I’ve had Mieng Kham in various Thai restaurants, but it was in Chiangmai many years ago that I discovered these diminutive snacks sold as street food. Each morsel was tightly wrapped up and four or five or them were skewered together. They came together with the dipping sauce in a separate bag. And only for less than 50 cents!

I thoroughly enjoy having Mieng Kham as a refreshing appetizer in Thai restaurants. It’s always fun to play with food and Mieng Kham is no exception. It’s a challenge folding the betel leaf into a cone and filling it with each of the side ingredients, being careful not to fill it too much. Then it’s just a matter of drizzling a little of the sauce on top and popping the whole thing in your mouth without spilling or dropping any of it.

When I had a look at some of the Mieng Kham recipes, I realized that it was really quite simple to make, just having to purchase and assemble all the ingredients. Best of all, there are betel leaves growing at the bottom of my apartment block, ready for the picking. I just choose leaves that are not too old but large enough to accommodate all the chopped up ingredients. I suppose any kind of lettuce leaf that’s large enough will make a good substitute, but the betel leaf does have a subtle bitterness that lends itself very well to the melding of all the flavors.

I’ve tried to make the recipe as simple as possible, mainly because I’m a lazy cook and don’t fancy spending so much time slicing and chopping. When I run out of palm sugar, I just substitute it with honey or brown sugar and also add some hoisin sauce for extra piquancy. There’s really no hard and fast rule. You just include whatever you like and omit the rest, although the trifecta of Thai cooking - fish sauce, lime and sugar - are a must.

Mieng Kham

Dipping sauce:
1 tbsp minced ginger
1 tbsp minced lemongrass
1 tbsp minced shallots
1 small piece of toasted shrimp paste
1/2 cup palm sugar
1/4 cup fish sauce
1/4 cup lime juice

Pound the ginger, lemongrass, shallots rand shrimp paste together.
In a pot, heat fish sauce, palm sugar and lime juice.
Mix in the pounded ingredients and keep stirring until it reaches the consistency of honey and drizzles easily.
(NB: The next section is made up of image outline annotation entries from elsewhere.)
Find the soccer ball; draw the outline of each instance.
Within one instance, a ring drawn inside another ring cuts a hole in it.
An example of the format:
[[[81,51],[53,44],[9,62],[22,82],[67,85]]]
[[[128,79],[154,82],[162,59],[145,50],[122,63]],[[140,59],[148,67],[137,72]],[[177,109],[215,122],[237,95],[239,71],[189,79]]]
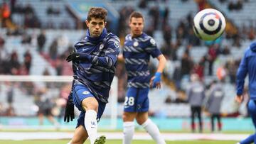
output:
[[[214,40],[224,32],[225,20],[223,15],[213,9],[199,11],[193,18],[195,35],[204,40]]]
If it is too thick, then add some water.
Cool and set aside.

Side ingredients:
1/2 cup toasted coconut flakes
1/2 cup toasted dried shrimp
1/2 cup roasted peanuts
1/2 cup shallots
1/2 cup ginger
1/2 cup chillies
1/2 cup lime
20-30 betel leaves, washed and dried (can be substituted with lettuce leaf)

Cut the above to similar-sized cubes and slices, about 1/2 cm each.

Serve all the side ingredients and betel leaves in a lazy susan dish or individual bowls.
To eat, hold the leaf in one hand and place a little of everything on it. Drizzle a little of the sauce on the top, wrap it up and pop it in your mouth.